Demographic Distribution

The first step in this analysis was to capture the distribution of the demographic information available: age, education, marital status, and income. This breakdown will help understand customer diversity and identify dominant segments.

  • Age Distribution: Most of the customer base is above the age of 35, with 1/3 between the ages of 35-44. This group likely prefers quality and reliability when purchasing any product. There's an opportunity to offer niche products, a la Trader Joe's, to generate more customers.
  • Education Distribution: Nearly 98% of the customers are educated at the college level or above. Having stores available close to major universities could not only help boost the number of customers in that age group but also increase familiarity for this group post-college.
  • Marital Status Distribution: Two-thirds are married. This could be a favorable group in terms of purchasing power. In the likelihood, married couples become parents, offering items in bulk would be beneficial.
  • Income Distribution: Since most customers earn under 100k, it would be beneficial to set reasonable prices, offer discounts and coupons, and bundle items. Additionally, rewards programs could help drive repeat customers.
  • Click image to enlarge

    Product Purchases by Demographics

    To understand spending patterns, we analyzed the products each of these groups purchased. Because this data does not contain the quantity purchased and only the dollar amount spent, it is difficult to identify appropriate analyses of favorable products.
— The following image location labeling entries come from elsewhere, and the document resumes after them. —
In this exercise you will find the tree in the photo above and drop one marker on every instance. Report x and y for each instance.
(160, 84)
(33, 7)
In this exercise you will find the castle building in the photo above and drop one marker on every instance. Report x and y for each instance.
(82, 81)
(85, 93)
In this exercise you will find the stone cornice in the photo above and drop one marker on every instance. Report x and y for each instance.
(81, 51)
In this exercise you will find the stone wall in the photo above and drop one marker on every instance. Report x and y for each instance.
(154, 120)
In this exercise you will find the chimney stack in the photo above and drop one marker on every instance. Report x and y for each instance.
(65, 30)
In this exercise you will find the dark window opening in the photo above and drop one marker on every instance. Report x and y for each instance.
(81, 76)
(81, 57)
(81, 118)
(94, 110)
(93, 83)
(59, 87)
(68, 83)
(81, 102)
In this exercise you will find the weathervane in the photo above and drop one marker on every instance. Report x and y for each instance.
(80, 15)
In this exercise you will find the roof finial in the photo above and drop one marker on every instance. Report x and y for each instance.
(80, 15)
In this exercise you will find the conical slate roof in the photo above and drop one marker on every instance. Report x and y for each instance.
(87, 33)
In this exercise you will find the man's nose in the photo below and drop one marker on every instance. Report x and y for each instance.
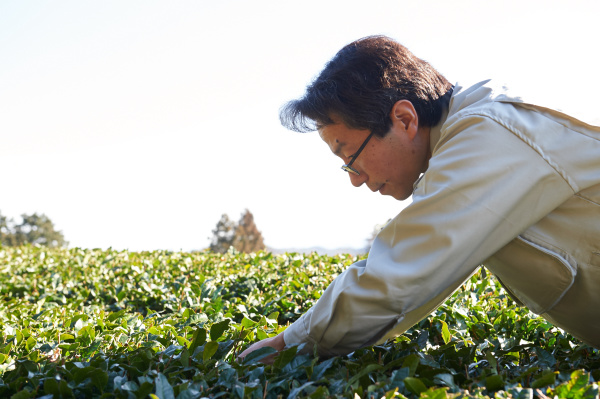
(358, 180)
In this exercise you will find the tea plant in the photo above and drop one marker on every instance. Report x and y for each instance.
(115, 324)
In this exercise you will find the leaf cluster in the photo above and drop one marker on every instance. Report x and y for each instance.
(103, 323)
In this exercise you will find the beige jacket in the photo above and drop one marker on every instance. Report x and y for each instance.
(510, 185)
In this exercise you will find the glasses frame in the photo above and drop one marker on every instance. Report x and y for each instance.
(348, 167)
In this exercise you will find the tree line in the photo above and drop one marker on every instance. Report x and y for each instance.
(32, 229)
(243, 236)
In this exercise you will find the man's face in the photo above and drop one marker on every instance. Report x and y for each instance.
(389, 165)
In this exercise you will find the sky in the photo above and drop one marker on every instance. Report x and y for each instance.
(136, 124)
  • By Age: Across all age brackets, nearly half of all customers spent most of their money on wine. The second leading product is meat.
  • By Education: We see similar breakdowns in the highly educated groups. High school graduates are more likely to spend money on gold products.
  • Click image to enlarge

    Product Purchases by Demographics

    Continuing:

  • By Marital Status: Across all marital statuses, the purchasing power is mostly towards wine.
  • By Income: Most income groups are, again, spending most of their money on wine. The exceptions: those earning under 25k are using their purchasing power for gold and meat; those earning over 150k are purchasing meat and wine.
  • Total Spend by Demographics

    Across all demographics, I visualized the distribution of total spending using violin plots that show the concentration of spending amounts and the variability within and across each group. The results are almost as expected: those with lower education or lower income are spending less, while the other groups see a nice distribution in spending. Surprisingly, the '18-24' and '65+' groups have similar spending amounts. This could be due to strict or fixed incomes that lead to more informed spending habits.
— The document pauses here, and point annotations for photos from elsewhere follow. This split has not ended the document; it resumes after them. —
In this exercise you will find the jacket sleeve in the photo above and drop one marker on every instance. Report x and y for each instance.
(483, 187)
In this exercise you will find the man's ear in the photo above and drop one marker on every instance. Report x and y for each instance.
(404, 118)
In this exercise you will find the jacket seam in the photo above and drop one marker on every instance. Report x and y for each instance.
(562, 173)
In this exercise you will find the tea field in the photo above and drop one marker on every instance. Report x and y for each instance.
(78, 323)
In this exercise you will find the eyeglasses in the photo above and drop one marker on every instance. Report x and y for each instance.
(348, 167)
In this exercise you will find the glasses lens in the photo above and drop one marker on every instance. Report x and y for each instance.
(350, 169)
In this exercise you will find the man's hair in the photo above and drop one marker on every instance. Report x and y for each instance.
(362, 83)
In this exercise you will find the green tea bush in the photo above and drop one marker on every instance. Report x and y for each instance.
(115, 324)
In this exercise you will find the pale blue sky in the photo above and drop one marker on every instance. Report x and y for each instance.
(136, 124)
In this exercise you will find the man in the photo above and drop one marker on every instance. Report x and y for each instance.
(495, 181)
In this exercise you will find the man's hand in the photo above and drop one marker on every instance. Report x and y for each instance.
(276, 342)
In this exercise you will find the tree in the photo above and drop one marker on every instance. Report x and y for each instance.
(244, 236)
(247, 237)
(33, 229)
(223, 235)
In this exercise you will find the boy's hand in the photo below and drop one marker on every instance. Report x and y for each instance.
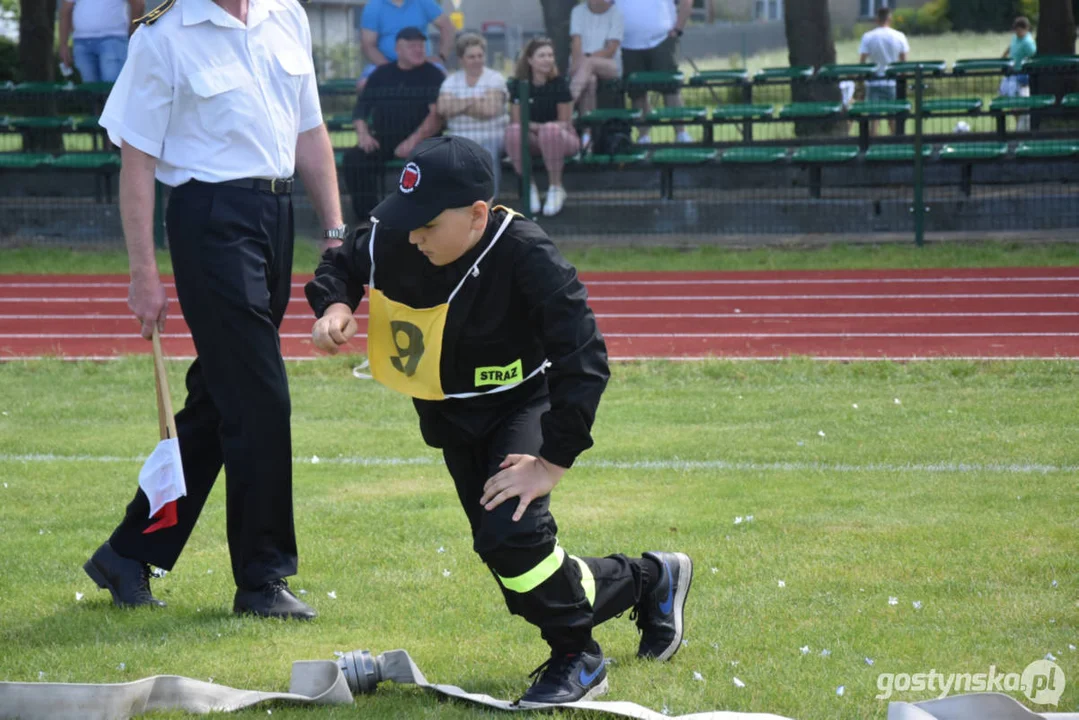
(526, 477)
(335, 328)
    Click image to enlarge

    Product and Purchase Platform Breakdown

    In order to understand any correlation between each of the products purchased, as well as the platform in which they were purchased, I created a heatmap in Python. There are not necessarily strong correlations but the ones that jump out are: 1) the correlation between meat and wine - as previously noticed, these are popular items, 2) the correlation between fish/sweets and fruit, and 3) the meat purchases attributed to purchasing via catalog. There appears to be a very weak correlation between the "deals" (aka discounts) purchases for each of the products. This proves the store could do a better job offering coupons and discounts to drive in more customers.

    Below are the four graphs that represent products purchased with a discount, via web, via catalog, and via in-store. Because the first three graphs show a sharp decline over time, the store should work to promote products via these avenues for consistency. Web and catalog could increase due to a revised interface or online-exclusive coupons.

    Click image to enlarge

    Campaign Success Rate

    Campaigns generally saw the same success rate, around 7%. However, the second campaign performed poorly at just 1.4%.

    Click image to enlarge

    Campaign Heatmap

    The following heatmap effectively suggests the likelihood of customers who respond to one campaign would respond to another. It also displays the contribution the campaign made on total spent amount. Campaign 1 and campaign 5 stand out as the most successful in terms of customers reacting to both campaigns and total spending because of the campaigns. The store should analyze each campaign to determine why they were successful and replicate/improve upon them.

    Evaluating Campaign Predictions: Random Forest Analysis

    In this analysis, I've highlighted appropriate steps this company should take in order to make informed, data-driven decisions for customer satisfaction. Lastly, I applied a Random Forest classifier to assess its predictive performance for a campaign. This machine learning algorithm spits out the overall accuracy of its performance to help with future predictions. The test achieved an overall accuracy of 87%, indicating it correctly identified 87% of the samples within our data. Specifically, Class 0 had an 89% precision and Class 1 had a 62% precision; this means Class 1 was not correctly identified amongst true positives. Additional steps should be made to correct any imbalances to improve the model.